Off-grid solar has tremendous potential to improve the lives of those who do not have access to grid electricity. However, the non-profits that are leading the push to implement this technology are too fixated on providing individual households with electricity for domestic uses. This money and effort would have a much greater impact if it were spent on off-grid solar projects that benefit the communities as a whole. This could mean providing lighting in schools so that they could hold night classes, installing solar-powered street lighting to improve safety, or using the technology for utilitarian purposes such as pumping water. This not only benefits the communities much more than home lighting would, but at a much lower cost as well.
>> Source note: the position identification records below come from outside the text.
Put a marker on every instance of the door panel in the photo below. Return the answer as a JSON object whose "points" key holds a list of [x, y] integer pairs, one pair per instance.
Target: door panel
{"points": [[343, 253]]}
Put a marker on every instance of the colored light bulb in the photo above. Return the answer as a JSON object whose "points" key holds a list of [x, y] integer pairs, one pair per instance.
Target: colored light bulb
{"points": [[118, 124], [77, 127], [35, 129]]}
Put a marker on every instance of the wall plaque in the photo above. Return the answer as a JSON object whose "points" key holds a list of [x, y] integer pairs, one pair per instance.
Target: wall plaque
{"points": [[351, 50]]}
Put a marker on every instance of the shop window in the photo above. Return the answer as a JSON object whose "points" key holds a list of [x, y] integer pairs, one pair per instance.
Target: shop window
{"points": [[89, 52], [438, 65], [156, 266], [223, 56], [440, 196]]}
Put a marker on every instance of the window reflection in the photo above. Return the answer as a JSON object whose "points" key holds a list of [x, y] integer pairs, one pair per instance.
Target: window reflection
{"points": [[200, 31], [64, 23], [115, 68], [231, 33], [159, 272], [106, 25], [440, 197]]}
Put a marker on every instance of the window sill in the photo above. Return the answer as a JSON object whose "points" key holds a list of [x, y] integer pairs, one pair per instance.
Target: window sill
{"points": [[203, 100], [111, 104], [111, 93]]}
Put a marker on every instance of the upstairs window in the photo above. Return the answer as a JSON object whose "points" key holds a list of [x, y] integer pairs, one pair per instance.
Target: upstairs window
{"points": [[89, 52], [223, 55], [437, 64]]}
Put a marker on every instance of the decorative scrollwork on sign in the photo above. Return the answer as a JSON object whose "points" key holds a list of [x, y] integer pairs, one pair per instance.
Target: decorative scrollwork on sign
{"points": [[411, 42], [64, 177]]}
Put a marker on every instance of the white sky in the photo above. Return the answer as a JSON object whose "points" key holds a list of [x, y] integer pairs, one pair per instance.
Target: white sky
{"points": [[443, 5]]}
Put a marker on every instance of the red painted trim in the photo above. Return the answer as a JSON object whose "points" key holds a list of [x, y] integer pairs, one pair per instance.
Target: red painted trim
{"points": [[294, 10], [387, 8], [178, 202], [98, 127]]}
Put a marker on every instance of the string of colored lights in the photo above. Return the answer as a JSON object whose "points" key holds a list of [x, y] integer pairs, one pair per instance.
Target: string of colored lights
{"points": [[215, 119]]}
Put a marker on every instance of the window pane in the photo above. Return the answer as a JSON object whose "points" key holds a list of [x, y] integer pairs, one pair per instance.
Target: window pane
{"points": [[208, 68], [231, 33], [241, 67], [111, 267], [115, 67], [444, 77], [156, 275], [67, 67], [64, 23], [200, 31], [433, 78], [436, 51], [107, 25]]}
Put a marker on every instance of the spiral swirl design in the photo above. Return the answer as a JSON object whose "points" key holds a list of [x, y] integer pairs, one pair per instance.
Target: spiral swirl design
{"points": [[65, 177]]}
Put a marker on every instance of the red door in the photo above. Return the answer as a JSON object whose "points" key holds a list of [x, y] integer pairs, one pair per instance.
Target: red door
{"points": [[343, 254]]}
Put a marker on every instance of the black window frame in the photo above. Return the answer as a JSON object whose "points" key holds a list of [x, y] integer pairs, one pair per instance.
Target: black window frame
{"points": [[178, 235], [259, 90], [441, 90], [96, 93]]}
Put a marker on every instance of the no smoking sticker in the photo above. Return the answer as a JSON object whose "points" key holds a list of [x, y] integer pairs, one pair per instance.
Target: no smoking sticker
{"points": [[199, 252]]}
Photo 1. Solar project in Port Vila, Vanuatu, funded by a donor from the Middle East

Photo credit: Andreas Neef

Off-grid solar is a broad term used to describe any electrical system that is not connected to a larger electrical grid, and where most or all of the electricity comes from solar generation. While solar-thermal systems are occasionally used, a vast majority of off-grid solar systems use photovoltaics (PV). These are the bluish panels that most people associate with solar power, and they use a semiconductive material that produces electricity when exposed to the sun’s radiation. PV technology has been around for generations and is often considered the best option for small-scale solar generation. The electricity produced during the daytime is then stored in a battery for use at night. The amount of electricity produced is dependent on sun exposure and the generating capabilities of a particular system. The quality of the batteries used, as well as the energy demand, will affect how long the stored electricity will last [2]. The off-grid solar systems most commonly used for these programmes (to bring electricity to rural households in developing countries) are relatively basic and have a small capacity capable of supplying low-demand domestic uses such as lighting and small electronics, but they are typically not powerful enough to supply the appliances needed for cooking or heating water [1,2].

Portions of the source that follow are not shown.